My first hackathon project and an experiment in interaction design.
It began as a simple Halloween diary but quickly turned into a small digital world that pushed my understanding of UI behaviour and UX constraints. The goal shifted from “a themed diary” to building an interface that responds to the user—the app reacts when you move, when you stop, when you write, when you switch tabs, when you try to leave, and parts of the environment come alive after inactivity.
This post explains the architecture, the trade‑offs, the mistakes, and how Kiro influenced the engineering process.
Behavioural System
The core idea was that the UI should respond to behaviour:
- Tab switching triggers short status messages.
- Cursor inactivity causes certain components to animate or shift.
- Extended inactivity prompts environmental changes.
- Focused sections reduce visual noise.
These features rely on lightweight, event‑driven state machines and tightly controlled side effects. The aim was to maintain predictability even as the behavioural layer became more involved.
Architecture and Stack
- React with TypeScript
- TailwindCSS
- Firebase for authentication and Firestore
- Vite
- Internal state machines for behaviour decisions
- Custom animation hooks
- Utility modules to isolate logic
Most of the work went into preventing the behavioural features from overwhelming the render cycle. The hardest part was deciding which components should respond to user inputs and which should remain static. Too much activity creates noise; too little undermines the concept for the costume contest.
Working With Kiro
Documentation
The project kept its evolving specifications inside the .kiro folder, including the Haunted Diary spec, scrapbook flow diagrams, interaction rules, and trigger definitions. This acted as a reference point as the direction changed rapidly.
Refactoring and Code Quality
Kiro repeatedly refactored components, reorganized structure, removed redundant logic, and improved readability. It prevented the project from drifting into an unmanageable architecture—a common hackathon failure mode.
Testing
Kiro wrote, refined, and expanded test suites, identifying edge cases early and ensuring behavioural triggers did not contradict each other.
Performance
The first version struggled with render timing. Kiro helped identify unnecessary re‑renders, reorganized several components, and improved lazy‑loading strategies to maintain smooth interaction.
Error Handling and Compliance
Kiro added guardrails, mapped error states, and guided compliance for user content, including FIPPA considerations. The result is a safer and more predictable application.

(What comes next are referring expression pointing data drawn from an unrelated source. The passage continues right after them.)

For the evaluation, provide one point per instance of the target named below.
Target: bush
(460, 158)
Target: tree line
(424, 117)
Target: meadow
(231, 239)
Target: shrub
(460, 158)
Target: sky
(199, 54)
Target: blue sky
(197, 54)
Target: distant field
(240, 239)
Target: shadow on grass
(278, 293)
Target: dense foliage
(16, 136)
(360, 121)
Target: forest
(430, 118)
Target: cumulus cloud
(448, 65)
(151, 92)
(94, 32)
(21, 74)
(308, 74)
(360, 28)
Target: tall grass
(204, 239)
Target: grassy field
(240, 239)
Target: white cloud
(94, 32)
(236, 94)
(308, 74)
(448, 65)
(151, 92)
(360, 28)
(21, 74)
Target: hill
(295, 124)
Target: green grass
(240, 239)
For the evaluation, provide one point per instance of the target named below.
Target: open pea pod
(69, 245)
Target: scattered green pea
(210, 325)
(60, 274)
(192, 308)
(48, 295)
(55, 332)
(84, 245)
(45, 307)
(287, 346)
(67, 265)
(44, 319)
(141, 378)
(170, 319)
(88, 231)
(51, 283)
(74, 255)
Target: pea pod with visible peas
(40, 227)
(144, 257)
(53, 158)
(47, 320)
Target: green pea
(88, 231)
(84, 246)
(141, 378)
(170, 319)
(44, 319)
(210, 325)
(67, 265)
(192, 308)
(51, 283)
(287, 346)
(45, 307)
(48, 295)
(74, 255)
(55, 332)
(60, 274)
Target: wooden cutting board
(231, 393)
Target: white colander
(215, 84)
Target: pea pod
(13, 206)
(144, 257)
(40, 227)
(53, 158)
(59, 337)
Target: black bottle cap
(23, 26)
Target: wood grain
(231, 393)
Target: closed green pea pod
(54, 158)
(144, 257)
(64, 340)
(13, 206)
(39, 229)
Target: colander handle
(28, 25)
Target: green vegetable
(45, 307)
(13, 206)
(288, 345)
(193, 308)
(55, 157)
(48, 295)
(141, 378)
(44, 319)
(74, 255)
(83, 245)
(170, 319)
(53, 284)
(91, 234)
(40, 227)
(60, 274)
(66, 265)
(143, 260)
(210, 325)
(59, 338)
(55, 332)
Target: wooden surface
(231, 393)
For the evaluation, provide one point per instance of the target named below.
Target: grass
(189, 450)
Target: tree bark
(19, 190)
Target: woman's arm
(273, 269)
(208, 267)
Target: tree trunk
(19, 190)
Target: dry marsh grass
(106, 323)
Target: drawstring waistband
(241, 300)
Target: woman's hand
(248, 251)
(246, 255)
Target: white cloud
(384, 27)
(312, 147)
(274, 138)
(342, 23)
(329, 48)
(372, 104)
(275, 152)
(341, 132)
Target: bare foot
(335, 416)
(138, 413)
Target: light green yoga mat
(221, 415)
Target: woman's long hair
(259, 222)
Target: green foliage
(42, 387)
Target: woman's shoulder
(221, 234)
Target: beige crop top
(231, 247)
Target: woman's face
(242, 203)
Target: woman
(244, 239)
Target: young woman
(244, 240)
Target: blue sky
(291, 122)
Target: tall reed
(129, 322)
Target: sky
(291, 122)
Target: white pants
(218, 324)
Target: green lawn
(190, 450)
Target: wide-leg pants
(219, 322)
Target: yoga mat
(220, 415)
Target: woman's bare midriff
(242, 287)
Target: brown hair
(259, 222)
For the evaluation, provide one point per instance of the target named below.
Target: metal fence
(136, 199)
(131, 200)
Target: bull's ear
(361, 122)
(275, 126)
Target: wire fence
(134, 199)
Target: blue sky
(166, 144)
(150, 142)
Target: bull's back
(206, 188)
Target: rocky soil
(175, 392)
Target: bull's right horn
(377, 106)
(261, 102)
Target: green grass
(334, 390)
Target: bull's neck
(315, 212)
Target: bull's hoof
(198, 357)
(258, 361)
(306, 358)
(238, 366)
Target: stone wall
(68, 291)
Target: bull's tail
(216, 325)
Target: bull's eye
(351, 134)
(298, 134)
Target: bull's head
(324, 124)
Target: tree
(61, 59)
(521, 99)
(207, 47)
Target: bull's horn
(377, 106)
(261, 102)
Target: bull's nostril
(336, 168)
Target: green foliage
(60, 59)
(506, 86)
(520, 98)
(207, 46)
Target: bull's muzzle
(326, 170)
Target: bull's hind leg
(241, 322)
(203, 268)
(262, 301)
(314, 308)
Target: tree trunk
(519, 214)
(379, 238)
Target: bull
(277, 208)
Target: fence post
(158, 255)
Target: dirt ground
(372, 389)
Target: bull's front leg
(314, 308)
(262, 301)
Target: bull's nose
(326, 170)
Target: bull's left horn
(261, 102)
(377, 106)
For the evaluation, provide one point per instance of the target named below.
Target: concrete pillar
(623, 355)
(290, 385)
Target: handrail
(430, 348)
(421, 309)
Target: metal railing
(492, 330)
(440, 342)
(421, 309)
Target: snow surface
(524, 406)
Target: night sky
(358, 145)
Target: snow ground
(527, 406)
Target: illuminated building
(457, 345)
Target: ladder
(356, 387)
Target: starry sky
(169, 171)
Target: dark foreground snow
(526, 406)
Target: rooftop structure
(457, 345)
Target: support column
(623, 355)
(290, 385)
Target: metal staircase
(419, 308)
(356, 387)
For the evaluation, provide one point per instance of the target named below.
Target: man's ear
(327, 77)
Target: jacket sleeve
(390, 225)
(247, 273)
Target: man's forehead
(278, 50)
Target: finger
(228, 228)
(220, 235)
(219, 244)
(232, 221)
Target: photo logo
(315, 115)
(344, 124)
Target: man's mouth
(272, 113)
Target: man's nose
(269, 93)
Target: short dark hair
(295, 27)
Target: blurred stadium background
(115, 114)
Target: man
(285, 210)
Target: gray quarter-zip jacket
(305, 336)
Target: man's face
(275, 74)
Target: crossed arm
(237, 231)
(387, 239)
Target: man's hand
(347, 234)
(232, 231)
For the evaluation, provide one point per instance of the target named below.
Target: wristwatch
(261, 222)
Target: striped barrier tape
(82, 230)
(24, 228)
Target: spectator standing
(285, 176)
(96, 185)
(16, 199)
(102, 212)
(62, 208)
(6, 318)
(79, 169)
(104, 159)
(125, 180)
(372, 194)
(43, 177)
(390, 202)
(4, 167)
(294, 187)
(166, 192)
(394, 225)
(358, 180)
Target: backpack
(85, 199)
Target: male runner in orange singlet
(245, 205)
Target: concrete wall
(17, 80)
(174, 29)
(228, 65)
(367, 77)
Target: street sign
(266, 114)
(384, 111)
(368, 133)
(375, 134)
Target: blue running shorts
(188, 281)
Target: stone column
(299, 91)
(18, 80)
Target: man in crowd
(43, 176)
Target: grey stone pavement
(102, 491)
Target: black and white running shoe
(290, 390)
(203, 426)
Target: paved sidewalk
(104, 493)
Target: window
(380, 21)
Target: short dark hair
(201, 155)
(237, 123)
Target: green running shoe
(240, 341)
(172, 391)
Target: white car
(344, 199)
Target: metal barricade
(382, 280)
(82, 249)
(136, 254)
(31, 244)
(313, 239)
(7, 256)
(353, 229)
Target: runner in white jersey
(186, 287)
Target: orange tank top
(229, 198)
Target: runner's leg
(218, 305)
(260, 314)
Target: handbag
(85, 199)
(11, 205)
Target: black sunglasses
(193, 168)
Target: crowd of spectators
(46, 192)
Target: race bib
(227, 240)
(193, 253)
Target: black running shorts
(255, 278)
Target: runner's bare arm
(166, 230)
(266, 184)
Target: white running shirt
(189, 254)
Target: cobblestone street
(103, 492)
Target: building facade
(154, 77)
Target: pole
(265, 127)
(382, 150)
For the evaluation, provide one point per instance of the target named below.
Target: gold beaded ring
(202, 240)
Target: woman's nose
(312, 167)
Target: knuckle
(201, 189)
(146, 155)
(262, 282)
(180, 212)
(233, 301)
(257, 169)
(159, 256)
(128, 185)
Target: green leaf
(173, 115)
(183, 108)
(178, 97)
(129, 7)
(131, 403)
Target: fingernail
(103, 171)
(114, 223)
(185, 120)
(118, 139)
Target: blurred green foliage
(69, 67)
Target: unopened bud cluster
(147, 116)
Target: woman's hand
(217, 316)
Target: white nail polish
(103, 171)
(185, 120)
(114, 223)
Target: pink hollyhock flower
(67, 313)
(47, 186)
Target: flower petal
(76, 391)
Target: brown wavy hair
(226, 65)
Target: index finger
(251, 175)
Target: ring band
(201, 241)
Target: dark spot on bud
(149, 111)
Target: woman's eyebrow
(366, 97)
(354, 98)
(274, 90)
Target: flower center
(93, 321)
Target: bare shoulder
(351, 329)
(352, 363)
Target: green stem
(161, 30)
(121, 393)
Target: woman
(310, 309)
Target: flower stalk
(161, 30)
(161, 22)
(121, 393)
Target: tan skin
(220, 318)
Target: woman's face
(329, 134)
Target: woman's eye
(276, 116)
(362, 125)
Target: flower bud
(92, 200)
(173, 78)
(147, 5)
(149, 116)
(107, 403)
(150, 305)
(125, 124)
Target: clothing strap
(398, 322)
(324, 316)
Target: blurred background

Tooling and Micro‑Interactions
Small UX touches emerged from working with Kiro: tooltips, animation timing, message tone, and micro‑responses that make the environment feel cohesive.
Challenges
The project was ambitious for a first hackathon submission:
- State confusion occurred because multiple versions of certain components existed.
- The sensory‑balance problem required deliberate tuning.
- Behavioural triggers occasionally competed with one another, and improving their priority logic took time.
This project became an exploration of animated UX and demonstrated how Kiro can function as a structured engineering partner—it contributed to documentation, refactoring, testing, performance tuning, and architectural decisions. For a first hackathon submission and working alone, the workflow felt closer to a real engineering process than a rushed weekend build.